FROM 1970S CHICAGO TO 2018 WHEATON: A TIMELINE OF EVANGELICAL BACKSLIDING
So what happened?
Politics happened. A political assault and takeover was successfully executed by the Republican right wing — and the “Religious Right” was born. White evangelicals, in particular, were targeted by a far-right movement steeped in racism and were deliberately politicized. It is now painfully clear that the evangelical world was strategically and politically co-opted — not by more conservative evangelical leaders, but by political operatives from the Republican Party who saw a real opportunity to take over the evangelical world by making particular appeals to “conservative social issues.”
This isn’t hyperbolic rhetoric. Those right-wing political operatives — like Richard Viguerie, Paul Weyrich, Kevin Phillips, and Terry Dolan — would later say as much about what they did and how they did it to recruit white evangelicals. They approached fundamentalist leaders like Jerry Falwell and Pat Robertson and offered to make them household names if they gave them their mailing lists. Richard Viguerie, now a cordial dialogue partner of mine and ally on ending capital punishment, was the direct mail guru of the day. Richard and his fellow Republican activists created new organizations like the Moral Majority, with Falwell and Robertson as the public figures with them — the political operatives — behind the scenes. That politicization of white evangelicals has now culminated in their unbelievable, uncritical support for a man like Donald Trump.

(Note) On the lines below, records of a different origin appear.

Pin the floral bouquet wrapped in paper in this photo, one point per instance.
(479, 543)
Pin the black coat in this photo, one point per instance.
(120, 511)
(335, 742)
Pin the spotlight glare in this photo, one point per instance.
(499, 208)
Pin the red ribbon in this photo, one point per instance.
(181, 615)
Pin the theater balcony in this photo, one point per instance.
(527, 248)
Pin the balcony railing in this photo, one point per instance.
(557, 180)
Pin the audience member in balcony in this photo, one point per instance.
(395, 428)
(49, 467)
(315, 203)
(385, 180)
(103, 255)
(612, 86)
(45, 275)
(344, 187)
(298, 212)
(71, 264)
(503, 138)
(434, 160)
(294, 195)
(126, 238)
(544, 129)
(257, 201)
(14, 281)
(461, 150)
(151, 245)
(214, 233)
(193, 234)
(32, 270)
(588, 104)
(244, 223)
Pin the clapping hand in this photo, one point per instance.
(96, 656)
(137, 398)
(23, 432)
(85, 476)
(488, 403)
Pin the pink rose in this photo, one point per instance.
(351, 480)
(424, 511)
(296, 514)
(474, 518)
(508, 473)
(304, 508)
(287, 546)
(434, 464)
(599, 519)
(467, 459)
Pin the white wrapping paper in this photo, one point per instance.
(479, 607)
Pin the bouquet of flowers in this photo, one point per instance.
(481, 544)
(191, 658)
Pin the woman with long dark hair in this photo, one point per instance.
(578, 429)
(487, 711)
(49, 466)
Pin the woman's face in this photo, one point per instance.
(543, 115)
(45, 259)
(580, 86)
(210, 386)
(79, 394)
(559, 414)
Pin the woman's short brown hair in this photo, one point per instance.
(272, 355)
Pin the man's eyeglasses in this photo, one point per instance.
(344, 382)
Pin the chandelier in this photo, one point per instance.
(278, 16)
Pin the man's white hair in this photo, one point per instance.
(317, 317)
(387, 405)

This was never a theological debate; it was a political take-over — and it worked. While Sojourners was referenced as “young evangelicals” in the 1970s, by 1980, we were called an “alternative to the Religious Right” — and those on the right have called us leftist ever since. I have always resisted being called “the religious left.” Sojourners cares so deeply about poverty and racism and war because of the Bible, not because of political ideology. “Progressive evangelicals,” as some of us are now called, have regularly challenged the Democrat’s extreme positions on abortion, have affirmed covenantal sexuality, and consistently push Democrats to go much deeper on both racism and poverty — which is why so many of us feel politically homeless. Now already, the far-right is targeting young evangelicals of color, some of whom were the co-chairs of the Wheaton meeting, as “political,” on the left, as Democrats and Obama supporters. They continue to try to politicize us despite the historical fact that it is they and their far-right allies who have been the ones to politicize the evangelical world.
Evangelical scholar and activist Lydia Bean told the Wheaton meeting last week that the far-right doesn’t even need religious figures anymore to reach their evangelical targets, as Fox News has captured the white evangelical audience and can reach them directly now. Even evangelical megachurch pastors wearily tell me, “I have my people for about two hours a week if I’m lucky, but Fox News has them 24/7. I can’t compete with that.” Is MSNBC partisan, too? Of course, but they and other cable and mainstream outlets don’t represent religious people, and often even neglect or disrespect them. The “liberal media” actually likes to cover the Religious Right and Trump evangelicals because of the way it paints Christianity as extreme, which confirms existing biases — and gets clicks.